ここでは、代表的な効果についてI2PLとフォトフェイシャルでどのような違いがあるか見てみましょう。
シミ・そばかすへの効果
シミやそばかすなどメラニンが原因の色素トラブルに対して、I2PLもフォトフェイシャルも共に高い効果を発揮します。IPLの光はメラニンに吸収されると熱に変わり、その熱でメラニンを破壊するため、施術後しばらくして色素が表皮から排出されるようになります。

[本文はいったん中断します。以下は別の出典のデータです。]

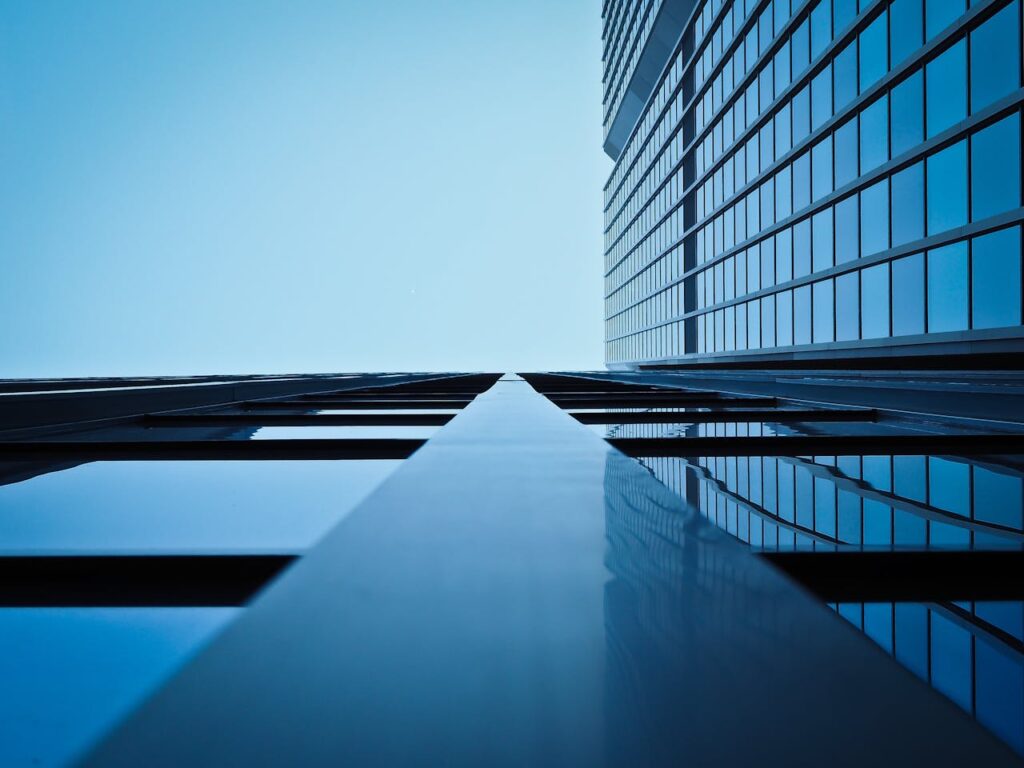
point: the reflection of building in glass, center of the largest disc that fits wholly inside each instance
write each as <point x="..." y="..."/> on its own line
<point x="812" y="180"/>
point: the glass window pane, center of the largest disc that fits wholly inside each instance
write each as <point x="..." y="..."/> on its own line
<point x="908" y="205"/>
<point x="946" y="91"/>
<point x="940" y="13"/>
<point x="947" y="288"/>
<point x="875" y="218"/>
<point x="995" y="279"/>
<point x="821" y="236"/>
<point x="875" y="135"/>
<point x="995" y="57"/>
<point x="947" y="188"/>
<point x="904" y="29"/>
<point x="847" y="230"/>
<point x="846" y="153"/>
<point x="875" y="293"/>
<point x="821" y="168"/>
<point x="873" y="53"/>
<point x="995" y="168"/>
<point x="847" y="307"/>
<point x="823" y="320"/>
<point x="908" y="292"/>
<point x="906" y="103"/>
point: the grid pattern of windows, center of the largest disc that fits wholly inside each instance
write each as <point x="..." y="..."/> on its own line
<point x="821" y="173"/>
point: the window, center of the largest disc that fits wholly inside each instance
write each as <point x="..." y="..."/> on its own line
<point x="821" y="168"/>
<point x="846" y="153"/>
<point x="847" y="307"/>
<point x="908" y="205"/>
<point x="783" y="318"/>
<point x="946" y="89"/>
<point x="947" y="288"/>
<point x="995" y="279"/>
<point x="940" y="13"/>
<point x="845" y="76"/>
<point x="947" y="188"/>
<point x="875" y="135"/>
<point x="995" y="168"/>
<point x="847" y="230"/>
<point x="907" y="114"/>
<point x="875" y="218"/>
<point x="875" y="293"/>
<point x="821" y="237"/>
<point x="823" y="320"/>
<point x="821" y="97"/>
<point x="905" y="25"/>
<point x="995" y="57"/>
<point x="802" y="315"/>
<point x="873" y="52"/>
<point x="908" y="291"/>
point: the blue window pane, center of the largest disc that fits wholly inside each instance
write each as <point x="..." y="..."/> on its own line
<point x="802" y="315"/>
<point x="908" y="205"/>
<point x="875" y="135"/>
<point x="821" y="97"/>
<point x="947" y="188"/>
<point x="821" y="237"/>
<point x="845" y="76"/>
<point x="946" y="77"/>
<point x="823" y="320"/>
<point x="847" y="230"/>
<point x="995" y="55"/>
<point x="906" y="104"/>
<point x="821" y="168"/>
<point x="995" y="168"/>
<point x="875" y="311"/>
<point x="875" y="218"/>
<point x="802" y="249"/>
<point x="908" y="295"/>
<point x="783" y="318"/>
<point x="820" y="27"/>
<point x="873" y="52"/>
<point x="947" y="296"/>
<point x="940" y="13"/>
<point x="995" y="279"/>
<point x="801" y="115"/>
<point x="847" y="307"/>
<point x="802" y="181"/>
<point x="905" y="25"/>
<point x="846" y="153"/>
<point x="845" y="11"/>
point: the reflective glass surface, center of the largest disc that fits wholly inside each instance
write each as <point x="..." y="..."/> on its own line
<point x="182" y="506"/>
<point x="70" y="674"/>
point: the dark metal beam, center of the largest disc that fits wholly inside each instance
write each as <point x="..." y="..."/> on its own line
<point x="892" y="444"/>
<point x="905" y="577"/>
<point x="700" y="417"/>
<point x="135" y="580"/>
<point x="210" y="450"/>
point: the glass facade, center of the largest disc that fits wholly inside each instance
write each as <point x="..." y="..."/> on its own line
<point x="820" y="177"/>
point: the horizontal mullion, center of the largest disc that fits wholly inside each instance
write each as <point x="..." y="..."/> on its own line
<point x="892" y="576"/>
<point x="361" y="449"/>
<point x="135" y="580"/>
<point x="701" y="417"/>
<point x="901" y="444"/>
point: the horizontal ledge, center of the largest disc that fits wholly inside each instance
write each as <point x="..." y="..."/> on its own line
<point x="701" y="417"/>
<point x="901" y="444"/>
<point x="363" y="449"/>
<point x="297" y="420"/>
<point x="135" y="580"/>
<point x="928" y="576"/>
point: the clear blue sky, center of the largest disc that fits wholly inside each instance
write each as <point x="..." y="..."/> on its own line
<point x="226" y="186"/>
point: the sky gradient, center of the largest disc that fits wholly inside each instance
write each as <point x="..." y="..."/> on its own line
<point x="217" y="186"/>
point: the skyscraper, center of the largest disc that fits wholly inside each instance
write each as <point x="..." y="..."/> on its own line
<point x="807" y="182"/>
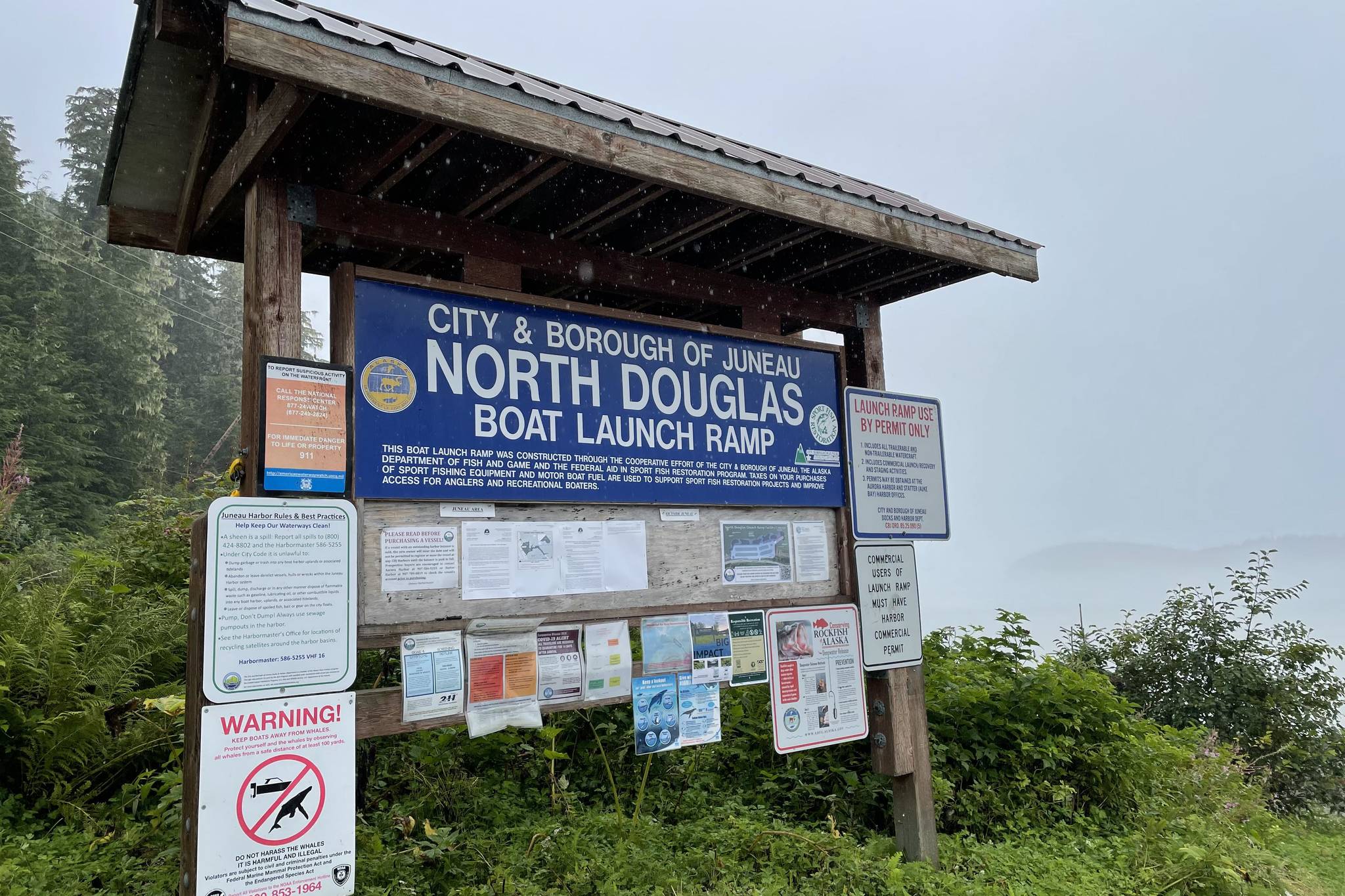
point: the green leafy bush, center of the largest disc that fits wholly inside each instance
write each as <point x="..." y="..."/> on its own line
<point x="1220" y="660"/>
<point x="1024" y="743"/>
<point x="88" y="631"/>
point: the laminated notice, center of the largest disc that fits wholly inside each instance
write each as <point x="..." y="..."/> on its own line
<point x="712" y="649"/>
<point x="817" y="681"/>
<point x="755" y="553"/>
<point x="654" y="707"/>
<point x="810" y="551"/>
<point x="502" y="676"/>
<point x="535" y="559"/>
<point x="666" y="644"/>
<point x="747" y="631"/>
<point x="698" y="712"/>
<point x="560" y="662"/>
<point x="607" y="660"/>
<point x="418" y="558"/>
<point x="432" y="675"/>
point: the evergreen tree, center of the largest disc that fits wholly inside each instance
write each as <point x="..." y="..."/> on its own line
<point x="118" y="319"/>
<point x="34" y="364"/>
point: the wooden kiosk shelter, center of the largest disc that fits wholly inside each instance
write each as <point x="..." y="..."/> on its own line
<point x="294" y="139"/>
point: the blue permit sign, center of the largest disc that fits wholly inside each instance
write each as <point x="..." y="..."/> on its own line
<point x="482" y="399"/>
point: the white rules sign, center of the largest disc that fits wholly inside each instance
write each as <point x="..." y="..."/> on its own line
<point x="277" y="798"/>
<point x="280" y="598"/>
<point x="889" y="605"/>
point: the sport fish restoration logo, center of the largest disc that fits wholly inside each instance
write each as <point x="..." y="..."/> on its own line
<point x="387" y="385"/>
<point x="830" y="634"/>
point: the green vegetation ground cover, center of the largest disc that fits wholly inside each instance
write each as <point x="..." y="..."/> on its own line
<point x="1047" y="778"/>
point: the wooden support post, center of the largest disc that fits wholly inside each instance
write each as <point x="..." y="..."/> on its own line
<point x="195" y="699"/>
<point x="342" y="314"/>
<point x="900" y="731"/>
<point x="272" y="312"/>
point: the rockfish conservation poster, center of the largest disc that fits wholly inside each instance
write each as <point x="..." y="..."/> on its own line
<point x="483" y="399"/>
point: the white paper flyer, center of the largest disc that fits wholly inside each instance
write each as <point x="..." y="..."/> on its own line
<point x="533" y="559"/>
<point x="432" y="675"/>
<point x="560" y="662"/>
<point x="418" y="558"/>
<point x="607" y="660"/>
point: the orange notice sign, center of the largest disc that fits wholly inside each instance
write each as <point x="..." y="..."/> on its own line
<point x="304" y="426"/>
<point x="521" y="675"/>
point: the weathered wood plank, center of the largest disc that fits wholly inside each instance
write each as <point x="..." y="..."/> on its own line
<point x="142" y="228"/>
<point x="272" y="310"/>
<point x="382" y="224"/>
<point x="288" y="58"/>
<point x="412" y="164"/>
<point x="684" y="565"/>
<point x="260" y="139"/>
<point x="373" y="637"/>
<point x="489" y="272"/>
<point x="912" y="796"/>
<point x="194" y="182"/>
<point x="903" y="723"/>
<point x="342" y="313"/>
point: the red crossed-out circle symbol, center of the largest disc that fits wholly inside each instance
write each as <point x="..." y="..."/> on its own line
<point x="277" y="796"/>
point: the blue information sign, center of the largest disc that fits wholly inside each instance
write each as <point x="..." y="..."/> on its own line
<point x="482" y="399"/>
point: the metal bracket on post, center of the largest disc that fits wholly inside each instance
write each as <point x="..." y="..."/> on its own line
<point x="301" y="205"/>
<point x="861" y="313"/>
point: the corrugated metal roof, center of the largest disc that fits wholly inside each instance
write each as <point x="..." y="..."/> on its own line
<point x="363" y="33"/>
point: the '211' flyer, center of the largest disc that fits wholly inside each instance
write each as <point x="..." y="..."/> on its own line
<point x="277" y="798"/>
<point x="817" y="680"/>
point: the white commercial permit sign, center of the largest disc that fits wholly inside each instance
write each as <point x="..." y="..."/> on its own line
<point x="889" y="605"/>
<point x="277" y="798"/>
<point x="280" y="598"/>
<point x="894" y="450"/>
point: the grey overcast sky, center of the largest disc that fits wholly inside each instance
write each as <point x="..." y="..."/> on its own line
<point x="1168" y="395"/>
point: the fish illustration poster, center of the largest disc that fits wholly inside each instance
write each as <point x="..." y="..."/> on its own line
<point x="655" y="707"/>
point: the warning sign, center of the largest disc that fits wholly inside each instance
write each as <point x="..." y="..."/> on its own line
<point x="277" y="805"/>
<point x="291" y="771"/>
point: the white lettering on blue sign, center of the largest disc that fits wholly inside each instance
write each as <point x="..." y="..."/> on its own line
<point x="482" y="399"/>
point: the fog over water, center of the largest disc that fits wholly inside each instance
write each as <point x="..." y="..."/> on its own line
<point x="1165" y="399"/>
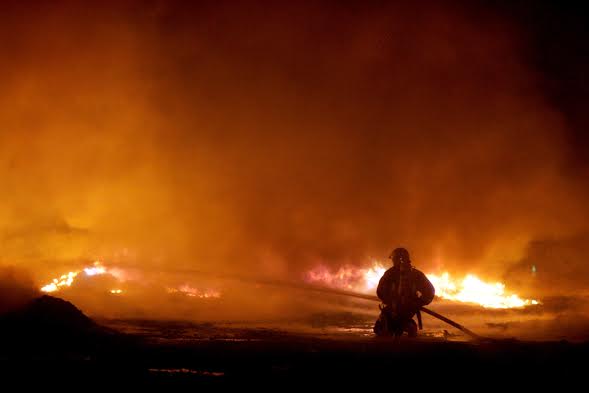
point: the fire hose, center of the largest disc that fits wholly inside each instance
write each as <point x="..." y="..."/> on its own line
<point x="316" y="288"/>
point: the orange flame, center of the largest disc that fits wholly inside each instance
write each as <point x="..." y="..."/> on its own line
<point x="470" y="289"/>
<point x="67" y="280"/>
<point x="195" y="292"/>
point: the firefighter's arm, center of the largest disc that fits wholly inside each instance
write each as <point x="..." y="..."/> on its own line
<point x="426" y="291"/>
<point x="381" y="290"/>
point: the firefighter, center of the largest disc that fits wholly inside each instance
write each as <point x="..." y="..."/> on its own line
<point x="403" y="290"/>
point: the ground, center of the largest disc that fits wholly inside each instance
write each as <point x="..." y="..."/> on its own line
<point x="53" y="344"/>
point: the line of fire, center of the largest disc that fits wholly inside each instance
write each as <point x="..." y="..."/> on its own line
<point x="224" y="193"/>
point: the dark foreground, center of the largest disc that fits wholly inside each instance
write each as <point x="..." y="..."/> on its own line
<point x="43" y="353"/>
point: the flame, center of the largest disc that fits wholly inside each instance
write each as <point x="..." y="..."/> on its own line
<point x="67" y="280"/>
<point x="470" y="289"/>
<point x="195" y="292"/>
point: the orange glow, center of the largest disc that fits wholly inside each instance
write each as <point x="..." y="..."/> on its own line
<point x="195" y="292"/>
<point x="67" y="280"/>
<point x="469" y="289"/>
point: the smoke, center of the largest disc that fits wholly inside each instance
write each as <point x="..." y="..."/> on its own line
<point x="269" y="137"/>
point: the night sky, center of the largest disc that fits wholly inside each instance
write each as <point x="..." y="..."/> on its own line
<point x="272" y="136"/>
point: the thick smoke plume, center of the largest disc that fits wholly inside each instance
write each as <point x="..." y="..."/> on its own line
<point x="269" y="137"/>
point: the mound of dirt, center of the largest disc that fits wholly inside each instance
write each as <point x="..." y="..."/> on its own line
<point x="47" y="321"/>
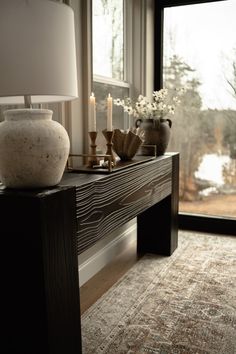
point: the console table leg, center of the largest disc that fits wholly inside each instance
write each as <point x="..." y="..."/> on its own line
<point x="158" y="226"/>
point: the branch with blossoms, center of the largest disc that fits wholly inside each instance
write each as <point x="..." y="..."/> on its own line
<point x="161" y="105"/>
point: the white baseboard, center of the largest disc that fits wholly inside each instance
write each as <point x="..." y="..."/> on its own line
<point x="106" y="254"/>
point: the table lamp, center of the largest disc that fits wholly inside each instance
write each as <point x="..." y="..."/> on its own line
<point x="37" y="65"/>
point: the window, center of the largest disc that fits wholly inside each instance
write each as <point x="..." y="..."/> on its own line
<point x="199" y="52"/>
<point x="109" y="61"/>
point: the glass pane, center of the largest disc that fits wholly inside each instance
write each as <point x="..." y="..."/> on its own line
<point x="108" y="38"/>
<point x="200" y="54"/>
<point x="119" y="120"/>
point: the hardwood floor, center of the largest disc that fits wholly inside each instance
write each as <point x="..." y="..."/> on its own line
<point x="93" y="289"/>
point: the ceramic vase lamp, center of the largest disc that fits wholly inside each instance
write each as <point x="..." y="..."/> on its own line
<point x="37" y="65"/>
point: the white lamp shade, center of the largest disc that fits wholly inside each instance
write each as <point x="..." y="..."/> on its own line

従来のフォトフェイシャルでも濃いシミ・そばかすは数回の施術でかなり薄くできますが、I2PLでは比較的薄いシミや広範なくすみも改善しやすいという利点があります。選択波長を狭め効率よくエネルギーを届けられるため、エネルギーのロスが少なく、フォトフェイシャルでは反応しにくかった軽度の色素沈着にも作用しやすいとされています。
その結果、I2PLでは少ない照射回数でも顔色全体が明るくなったと実感しやすい傾向があります。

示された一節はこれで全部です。